Im Herbst 1909 war Don Rua völlig erschöpft und wurde bettlägerig. Im folgenden April waren seine Schmerzen so stark, dass ihm einmal sogar eine Klage über die Lippen kam: «Muss man zum Sterben noch mehr leiden als ich jetzt?» Am 6. April 1910 murmelte er zum letzten Mal das Stoßgebet, das er noch im Kindesalter von Don Bosco gelernt hatte: «Heilige Jungfrau, meine liebe Mutter, mach, dass ich meine Seele rette!» Er setzte noch hinzu: «Ja, seine Seele retten, seine Seele retten, das ist alles, das ist alles!» Um 9 Uhr 30 gab er ohne zu klagen und reglos seine Seele in die Hand Gottes zurück.

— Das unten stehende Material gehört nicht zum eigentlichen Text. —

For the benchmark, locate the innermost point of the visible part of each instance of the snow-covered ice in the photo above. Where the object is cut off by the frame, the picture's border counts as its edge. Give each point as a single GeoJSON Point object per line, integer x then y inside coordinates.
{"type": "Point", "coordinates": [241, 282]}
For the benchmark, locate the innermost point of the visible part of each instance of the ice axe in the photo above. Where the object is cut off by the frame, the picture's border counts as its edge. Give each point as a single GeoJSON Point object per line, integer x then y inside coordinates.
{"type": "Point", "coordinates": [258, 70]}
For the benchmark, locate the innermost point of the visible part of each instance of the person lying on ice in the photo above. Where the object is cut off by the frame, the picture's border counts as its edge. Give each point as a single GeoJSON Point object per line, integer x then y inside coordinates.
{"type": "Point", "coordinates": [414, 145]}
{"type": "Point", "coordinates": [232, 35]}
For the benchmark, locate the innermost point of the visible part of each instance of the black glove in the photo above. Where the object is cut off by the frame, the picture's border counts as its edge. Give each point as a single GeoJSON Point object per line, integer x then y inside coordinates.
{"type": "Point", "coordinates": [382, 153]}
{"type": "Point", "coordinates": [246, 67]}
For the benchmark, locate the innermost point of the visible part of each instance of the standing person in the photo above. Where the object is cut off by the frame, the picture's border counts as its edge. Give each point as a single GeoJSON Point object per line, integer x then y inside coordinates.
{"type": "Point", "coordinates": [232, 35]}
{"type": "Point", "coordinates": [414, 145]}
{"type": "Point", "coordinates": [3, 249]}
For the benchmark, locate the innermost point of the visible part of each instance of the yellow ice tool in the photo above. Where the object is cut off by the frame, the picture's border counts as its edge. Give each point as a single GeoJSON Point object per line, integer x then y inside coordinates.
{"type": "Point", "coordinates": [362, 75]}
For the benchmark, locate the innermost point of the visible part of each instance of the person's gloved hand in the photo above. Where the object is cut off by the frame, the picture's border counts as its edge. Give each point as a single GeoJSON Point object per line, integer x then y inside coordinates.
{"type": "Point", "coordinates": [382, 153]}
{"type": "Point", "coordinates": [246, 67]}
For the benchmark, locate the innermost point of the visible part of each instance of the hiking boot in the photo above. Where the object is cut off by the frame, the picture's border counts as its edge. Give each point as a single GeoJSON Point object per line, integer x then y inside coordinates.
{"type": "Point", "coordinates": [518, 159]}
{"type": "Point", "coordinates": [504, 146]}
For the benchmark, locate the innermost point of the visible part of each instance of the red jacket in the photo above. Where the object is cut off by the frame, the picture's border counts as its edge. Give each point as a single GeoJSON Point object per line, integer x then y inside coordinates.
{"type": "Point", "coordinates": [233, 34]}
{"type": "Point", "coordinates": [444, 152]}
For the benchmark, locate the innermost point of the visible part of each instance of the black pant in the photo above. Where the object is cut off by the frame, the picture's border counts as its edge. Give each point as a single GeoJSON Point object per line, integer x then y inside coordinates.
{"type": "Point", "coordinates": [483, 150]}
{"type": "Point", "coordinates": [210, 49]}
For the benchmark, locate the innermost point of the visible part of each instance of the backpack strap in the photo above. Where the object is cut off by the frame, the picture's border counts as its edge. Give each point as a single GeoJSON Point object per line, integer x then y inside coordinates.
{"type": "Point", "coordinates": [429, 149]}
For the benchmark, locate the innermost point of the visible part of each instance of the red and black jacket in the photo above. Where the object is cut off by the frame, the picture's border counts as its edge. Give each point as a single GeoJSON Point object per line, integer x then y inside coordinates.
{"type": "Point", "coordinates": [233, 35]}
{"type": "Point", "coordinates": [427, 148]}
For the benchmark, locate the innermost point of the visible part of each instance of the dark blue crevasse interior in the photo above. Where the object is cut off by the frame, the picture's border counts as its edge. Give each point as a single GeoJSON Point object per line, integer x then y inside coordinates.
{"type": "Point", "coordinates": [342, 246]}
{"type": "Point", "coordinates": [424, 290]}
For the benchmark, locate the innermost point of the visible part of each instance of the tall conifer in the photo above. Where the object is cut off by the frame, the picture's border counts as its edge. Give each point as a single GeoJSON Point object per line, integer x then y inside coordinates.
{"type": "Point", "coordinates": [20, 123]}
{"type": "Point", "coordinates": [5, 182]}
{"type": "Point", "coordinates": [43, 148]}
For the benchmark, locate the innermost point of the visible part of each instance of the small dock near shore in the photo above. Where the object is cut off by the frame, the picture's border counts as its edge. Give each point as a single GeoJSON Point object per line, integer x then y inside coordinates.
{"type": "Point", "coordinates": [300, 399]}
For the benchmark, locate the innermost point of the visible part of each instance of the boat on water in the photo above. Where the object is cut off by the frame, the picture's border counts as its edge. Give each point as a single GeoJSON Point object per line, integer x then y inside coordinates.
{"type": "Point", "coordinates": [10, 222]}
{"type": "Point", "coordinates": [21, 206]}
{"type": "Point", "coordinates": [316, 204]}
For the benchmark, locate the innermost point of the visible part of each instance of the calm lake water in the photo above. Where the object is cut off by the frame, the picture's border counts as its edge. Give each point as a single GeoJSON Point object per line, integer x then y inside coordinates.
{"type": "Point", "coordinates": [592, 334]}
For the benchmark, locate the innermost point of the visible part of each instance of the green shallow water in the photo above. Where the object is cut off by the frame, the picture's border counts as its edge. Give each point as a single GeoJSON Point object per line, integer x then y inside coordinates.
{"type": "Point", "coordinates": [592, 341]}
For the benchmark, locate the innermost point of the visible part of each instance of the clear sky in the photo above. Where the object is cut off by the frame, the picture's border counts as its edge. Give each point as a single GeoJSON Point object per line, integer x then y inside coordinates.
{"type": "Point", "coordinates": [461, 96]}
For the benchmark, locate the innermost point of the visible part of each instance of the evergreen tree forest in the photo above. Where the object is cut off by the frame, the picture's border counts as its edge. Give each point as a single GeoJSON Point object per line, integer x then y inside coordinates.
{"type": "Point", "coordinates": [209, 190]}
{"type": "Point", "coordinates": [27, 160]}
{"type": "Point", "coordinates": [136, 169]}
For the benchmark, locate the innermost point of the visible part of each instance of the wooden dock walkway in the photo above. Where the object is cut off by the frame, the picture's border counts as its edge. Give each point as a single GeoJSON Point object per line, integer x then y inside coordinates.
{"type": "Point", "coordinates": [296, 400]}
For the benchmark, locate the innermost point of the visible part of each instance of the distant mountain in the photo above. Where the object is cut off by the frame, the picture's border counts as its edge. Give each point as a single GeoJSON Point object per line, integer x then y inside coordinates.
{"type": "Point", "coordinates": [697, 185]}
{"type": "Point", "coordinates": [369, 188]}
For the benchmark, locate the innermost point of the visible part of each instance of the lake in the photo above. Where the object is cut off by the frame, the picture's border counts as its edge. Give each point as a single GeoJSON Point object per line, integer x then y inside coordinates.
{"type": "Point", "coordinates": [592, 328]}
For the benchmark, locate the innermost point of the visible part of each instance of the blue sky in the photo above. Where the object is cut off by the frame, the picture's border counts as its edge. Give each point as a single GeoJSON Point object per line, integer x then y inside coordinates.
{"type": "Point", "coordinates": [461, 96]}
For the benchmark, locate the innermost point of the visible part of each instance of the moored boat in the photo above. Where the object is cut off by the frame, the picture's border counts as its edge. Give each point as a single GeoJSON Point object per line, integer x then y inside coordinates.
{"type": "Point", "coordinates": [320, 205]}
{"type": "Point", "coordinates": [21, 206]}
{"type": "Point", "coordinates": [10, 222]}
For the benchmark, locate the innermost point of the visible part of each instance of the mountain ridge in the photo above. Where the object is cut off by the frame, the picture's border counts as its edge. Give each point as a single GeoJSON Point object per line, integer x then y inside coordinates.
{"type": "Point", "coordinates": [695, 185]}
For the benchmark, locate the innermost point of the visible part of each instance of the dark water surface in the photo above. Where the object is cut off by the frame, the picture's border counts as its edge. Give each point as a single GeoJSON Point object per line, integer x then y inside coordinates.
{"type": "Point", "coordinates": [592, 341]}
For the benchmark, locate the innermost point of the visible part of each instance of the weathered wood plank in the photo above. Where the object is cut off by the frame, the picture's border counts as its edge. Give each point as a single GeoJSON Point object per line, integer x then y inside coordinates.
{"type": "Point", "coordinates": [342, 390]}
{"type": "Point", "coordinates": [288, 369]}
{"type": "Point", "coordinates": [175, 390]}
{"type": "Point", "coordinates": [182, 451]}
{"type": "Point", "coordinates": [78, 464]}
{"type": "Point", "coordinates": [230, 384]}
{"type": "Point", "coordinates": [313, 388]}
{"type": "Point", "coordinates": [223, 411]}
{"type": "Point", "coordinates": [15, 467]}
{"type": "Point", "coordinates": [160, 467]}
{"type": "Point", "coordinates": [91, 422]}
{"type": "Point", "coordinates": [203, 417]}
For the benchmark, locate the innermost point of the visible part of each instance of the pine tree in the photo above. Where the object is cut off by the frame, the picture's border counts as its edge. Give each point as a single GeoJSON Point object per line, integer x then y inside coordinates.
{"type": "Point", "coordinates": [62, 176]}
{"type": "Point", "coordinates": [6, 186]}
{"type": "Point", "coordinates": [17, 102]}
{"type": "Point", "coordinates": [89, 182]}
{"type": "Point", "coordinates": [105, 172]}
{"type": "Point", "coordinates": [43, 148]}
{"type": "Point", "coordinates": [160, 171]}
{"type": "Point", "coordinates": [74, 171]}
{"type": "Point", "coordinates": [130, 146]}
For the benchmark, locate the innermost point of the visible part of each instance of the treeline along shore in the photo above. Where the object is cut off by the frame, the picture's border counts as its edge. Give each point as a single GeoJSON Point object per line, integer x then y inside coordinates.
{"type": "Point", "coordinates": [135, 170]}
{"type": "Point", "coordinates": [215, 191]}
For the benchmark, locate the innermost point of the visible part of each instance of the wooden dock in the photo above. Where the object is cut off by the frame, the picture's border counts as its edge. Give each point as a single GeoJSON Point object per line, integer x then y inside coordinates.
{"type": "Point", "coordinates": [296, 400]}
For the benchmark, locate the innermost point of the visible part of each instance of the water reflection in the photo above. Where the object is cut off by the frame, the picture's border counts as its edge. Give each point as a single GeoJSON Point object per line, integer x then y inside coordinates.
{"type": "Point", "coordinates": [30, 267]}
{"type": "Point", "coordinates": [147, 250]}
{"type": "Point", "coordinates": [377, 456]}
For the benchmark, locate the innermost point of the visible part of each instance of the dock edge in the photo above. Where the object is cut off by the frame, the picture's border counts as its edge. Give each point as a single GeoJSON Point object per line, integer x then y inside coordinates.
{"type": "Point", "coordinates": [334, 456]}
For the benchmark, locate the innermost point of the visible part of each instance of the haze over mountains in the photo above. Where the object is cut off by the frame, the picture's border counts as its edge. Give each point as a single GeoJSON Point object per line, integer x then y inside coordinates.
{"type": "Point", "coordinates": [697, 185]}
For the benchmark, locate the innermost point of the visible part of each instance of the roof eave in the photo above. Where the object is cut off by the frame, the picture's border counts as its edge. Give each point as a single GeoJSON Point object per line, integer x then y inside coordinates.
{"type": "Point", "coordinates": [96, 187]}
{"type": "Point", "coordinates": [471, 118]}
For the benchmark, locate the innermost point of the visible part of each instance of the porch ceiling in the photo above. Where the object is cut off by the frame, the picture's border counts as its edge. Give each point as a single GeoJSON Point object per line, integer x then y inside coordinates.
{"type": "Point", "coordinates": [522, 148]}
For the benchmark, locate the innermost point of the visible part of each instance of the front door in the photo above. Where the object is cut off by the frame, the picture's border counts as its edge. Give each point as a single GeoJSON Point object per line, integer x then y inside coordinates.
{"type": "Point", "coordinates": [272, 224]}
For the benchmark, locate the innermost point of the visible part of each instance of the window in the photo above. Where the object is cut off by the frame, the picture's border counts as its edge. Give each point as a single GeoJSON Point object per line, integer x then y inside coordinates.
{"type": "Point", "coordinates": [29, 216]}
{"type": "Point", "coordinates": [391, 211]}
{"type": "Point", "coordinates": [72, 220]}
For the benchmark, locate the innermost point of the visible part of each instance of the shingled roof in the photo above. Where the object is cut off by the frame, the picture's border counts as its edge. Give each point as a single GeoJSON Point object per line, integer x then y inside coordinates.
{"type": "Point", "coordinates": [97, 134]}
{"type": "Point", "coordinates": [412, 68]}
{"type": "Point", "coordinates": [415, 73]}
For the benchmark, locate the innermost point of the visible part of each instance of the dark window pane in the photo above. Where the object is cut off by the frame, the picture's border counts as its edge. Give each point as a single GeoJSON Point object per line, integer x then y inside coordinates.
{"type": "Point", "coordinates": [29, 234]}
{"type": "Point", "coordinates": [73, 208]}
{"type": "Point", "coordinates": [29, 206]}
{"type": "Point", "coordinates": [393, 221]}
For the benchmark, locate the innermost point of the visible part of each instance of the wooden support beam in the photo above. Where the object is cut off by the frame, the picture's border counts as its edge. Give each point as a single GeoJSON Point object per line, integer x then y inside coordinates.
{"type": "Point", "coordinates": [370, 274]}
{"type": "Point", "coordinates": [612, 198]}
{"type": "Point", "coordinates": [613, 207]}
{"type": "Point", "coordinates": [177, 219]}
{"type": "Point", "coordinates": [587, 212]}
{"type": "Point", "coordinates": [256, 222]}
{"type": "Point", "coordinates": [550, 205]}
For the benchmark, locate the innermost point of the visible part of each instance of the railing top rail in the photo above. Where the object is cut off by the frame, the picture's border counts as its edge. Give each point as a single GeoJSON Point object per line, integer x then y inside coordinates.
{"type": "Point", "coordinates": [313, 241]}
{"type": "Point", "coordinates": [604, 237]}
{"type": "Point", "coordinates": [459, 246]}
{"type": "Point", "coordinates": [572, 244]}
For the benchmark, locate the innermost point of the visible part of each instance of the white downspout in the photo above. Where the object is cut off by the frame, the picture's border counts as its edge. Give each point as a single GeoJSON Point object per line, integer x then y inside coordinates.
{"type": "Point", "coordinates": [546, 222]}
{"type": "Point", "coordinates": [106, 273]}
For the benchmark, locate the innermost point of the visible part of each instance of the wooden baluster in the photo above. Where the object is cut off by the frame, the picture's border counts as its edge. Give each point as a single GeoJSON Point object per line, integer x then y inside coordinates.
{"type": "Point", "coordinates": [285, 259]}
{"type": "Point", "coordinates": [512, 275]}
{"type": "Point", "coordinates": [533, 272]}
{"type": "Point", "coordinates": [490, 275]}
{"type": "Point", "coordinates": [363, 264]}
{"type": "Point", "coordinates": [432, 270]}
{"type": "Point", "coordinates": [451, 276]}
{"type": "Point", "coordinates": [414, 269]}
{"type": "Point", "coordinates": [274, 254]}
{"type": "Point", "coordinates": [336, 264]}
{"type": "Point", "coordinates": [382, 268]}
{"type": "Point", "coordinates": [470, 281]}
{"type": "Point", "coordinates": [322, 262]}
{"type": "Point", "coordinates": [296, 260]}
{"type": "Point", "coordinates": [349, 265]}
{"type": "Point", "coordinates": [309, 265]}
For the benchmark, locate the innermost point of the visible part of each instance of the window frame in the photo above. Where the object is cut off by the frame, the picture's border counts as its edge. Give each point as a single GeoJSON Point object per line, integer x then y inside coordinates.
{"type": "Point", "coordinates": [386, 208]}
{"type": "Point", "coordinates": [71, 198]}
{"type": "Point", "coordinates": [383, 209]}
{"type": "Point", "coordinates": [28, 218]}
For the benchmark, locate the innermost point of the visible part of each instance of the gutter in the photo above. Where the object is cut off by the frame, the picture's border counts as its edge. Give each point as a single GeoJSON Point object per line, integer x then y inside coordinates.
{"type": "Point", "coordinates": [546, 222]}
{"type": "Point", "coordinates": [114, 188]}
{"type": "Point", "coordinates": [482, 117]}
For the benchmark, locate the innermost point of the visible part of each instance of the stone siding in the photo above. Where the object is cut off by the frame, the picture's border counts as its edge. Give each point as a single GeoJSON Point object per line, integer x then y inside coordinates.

Don Rua, der am 29. Oktober 1972 von Papst Paul VI. seliggesprochen wurde, stellt eine der schönsten von Don Bosco angeregten Früchte der Heiligkeit dar. «In der Kirche und in der Welt ist die von Johannes Bosco verkörperte ganzheitliche Erziehungsvision eine realistische Schule der Heiligkeit», schreibt Papst Johannes-Paul II. «Wir müssen dringend zum wahren Begriff der Heiligkeit als Bestandteil des Lebens eines jeden Gläubigen zurückfinden.» Das Geheimnis Don Boscos, der die Jugend Spiritualität lehrte, «bestand darin, die Grundbedürfnisse der Jugendlichen nicht zu enttäuschen (das Bedürfnis nach Leben, Liebe, Entfaltung, Freude, Freiheit, Zukunft), sondern sie nach und nach auf realistische Art und Weise an die Erfahrung heranzuführen, dass nur im 'Leben der Gnade', d.h. in der Freundschaft mit Christus, sich die echtesten Ideale voll verwirklichen» (31. Januar 1988).

Bitten wir den seligen Don Rua, er möge uns lehren, durch die alltäglichsten Handlungen unseres Lebens in der Freundschaft mit Christus, d.h. in wachsendem Gnadenzustand zu leben.